Audits: IS-BAO & SMS

*International Business Aviation Council (IBAC) International Standard for Business Aircraft Operations (IS-BAO)

IS-BAO is a voluntary standard. Companies that apply IS-BAO and subscribe to its amendment service have no obligation in respect to its implementation.  IS-BAO is a code of "best practices" and highly professional operational practices. IS-BAO is intended to build upon the excellent safety record already established by business aviation and is accepted by ICAO.

Organizations may use IS-BAO for reference purposes, to determine how well your company matches recognized international best practices, implement IS-BAO with internal audit evaluation or implement IS-BAO with third party audit to obtain a Certificate of Registration from the IBAC Standards Board.

Certificate of Registration
Flight Departments implementing IS-BAO may wish to obtain a Certificate of Registration from IBAC, thus demonstrating compliance to a recognized international standard.

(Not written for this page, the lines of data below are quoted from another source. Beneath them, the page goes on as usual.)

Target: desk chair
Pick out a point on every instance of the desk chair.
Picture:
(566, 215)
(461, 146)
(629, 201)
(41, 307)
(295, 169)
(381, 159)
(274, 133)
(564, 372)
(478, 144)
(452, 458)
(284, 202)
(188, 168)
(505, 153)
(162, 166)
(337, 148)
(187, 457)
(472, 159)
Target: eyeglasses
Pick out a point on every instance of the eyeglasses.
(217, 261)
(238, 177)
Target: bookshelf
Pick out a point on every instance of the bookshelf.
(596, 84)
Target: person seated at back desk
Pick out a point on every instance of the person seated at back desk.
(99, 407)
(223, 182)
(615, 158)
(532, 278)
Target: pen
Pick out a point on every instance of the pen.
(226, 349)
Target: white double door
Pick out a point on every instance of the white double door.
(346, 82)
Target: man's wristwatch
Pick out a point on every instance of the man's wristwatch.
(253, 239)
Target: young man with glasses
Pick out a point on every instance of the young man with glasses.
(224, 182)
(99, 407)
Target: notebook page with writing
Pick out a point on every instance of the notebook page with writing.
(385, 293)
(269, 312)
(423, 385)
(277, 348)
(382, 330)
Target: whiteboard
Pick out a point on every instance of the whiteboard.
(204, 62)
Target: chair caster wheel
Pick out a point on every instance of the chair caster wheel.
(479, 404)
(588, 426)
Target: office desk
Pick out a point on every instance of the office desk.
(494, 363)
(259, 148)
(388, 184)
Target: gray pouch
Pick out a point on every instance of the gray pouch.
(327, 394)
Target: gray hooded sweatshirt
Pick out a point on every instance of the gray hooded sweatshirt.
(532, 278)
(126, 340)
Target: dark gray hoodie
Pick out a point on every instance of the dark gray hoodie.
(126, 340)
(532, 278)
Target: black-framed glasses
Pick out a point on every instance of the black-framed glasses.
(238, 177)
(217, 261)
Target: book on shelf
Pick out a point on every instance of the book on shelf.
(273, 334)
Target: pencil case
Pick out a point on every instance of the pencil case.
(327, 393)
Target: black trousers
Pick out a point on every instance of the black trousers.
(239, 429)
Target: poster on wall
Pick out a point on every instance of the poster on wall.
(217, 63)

IS-BAO is a voluntary standard and registration is voluntary; however, there may be considerable benefits to a flight department by advising Boards of Directors, regulators and insurance companies, of compliance to the international standard.

Audits
Certificates of Registration are issued by IBAC to flight departments that have demonstrated compliance through successful completion of a third party industry audit by an IBAC Accredited Auditor such as ATC Vantage. The audits are conducted in accordance with the IBAC Audit Procedures Manual, which is provided to accredited auditors.

Safety audits assess the operational management and control system of your organization. A review of your flight or maintenance operations by auditors will yield improvements in safety and efficiency.  A "pre-audit will also help identify areas of concern that have the potential to cause difficulties with your impending audit. These findings will yield financial benefits and eliminate problems, often avoiding mistakes and misunderstandings with the upcoming audit, auditors and operators.  Our ATCV auditors will work closely with your organization to ensure that we understand your procedures, operations and records.

 

SMS Auditing - Common Issues in SMS Review & Validation

  1. Does the SMS cover the entire company?

  2. Are all 12 elements and their major processes accounted for? (Suggest drawing up a “map” or correlation matrix of the documentation before commencing a detailed review if the documentation is not in the same format as the framework).

  3. What responsibilities are given to operational/line managers (e.g. flight ops, maintenance, ground services, etc.)? The system should be management driven rather than focused on the safety officer/safety department. Look for directions regarding involvement of management including top management (e.g. CEO, COO, SVPs , Division Managing Directors, etc.) in:
    • policy,
    • safety risk management,
    • safety assurance (particularly management reviews – element 3.1.10).

  4. Are the safety risk management and safety assurance functions focused on the safety office/safety department of are they driven by managers of line organizations (managers who can allocate resources and direct employees’ activities)?

  5. Are there a good set of checks and balances between line management and oversight activities of the safety officer/safety department (e.g. auditing and evaluation by both line managers/organizations and the safety officer/organization, access to and accountability of top management)?

  6. Does the SRM process look at all levels of risk? SRM should be included in:
    • Strategic decision making and system/process design,
    • Change management,
    • Operational control/supervision,
    • Line operations (crew/team/individual employee activities).

  7. Are there clear, practical instructions on how to use and interpret risk assessment tools such as risk matrices?

  8. Does the reporting system allow for reporting potential hazards in operations or in the workplace as well as reporting events?

  9. Is there a path from data collection to analysis, to assessment, to control or problem resolution? (Data must be used to have value in decision making. This is fundamental to the idea of a “system.”)

  10. Do the analysis functions look across reports and data sources to identify patterns and trends or is the system limited to looking at each event, report, or finding independently?

  11. Is there a method of tracking hazards and problems in and between SRM and SA processes as well as tracking progress on resolution (e.g. hazard database, action log)?

  12. Is hazard status, progress toward mitigation and resolution of problems reviewed periodically? (Must be part of the process and not something “pushed uphill” by the safety officer/safety organization).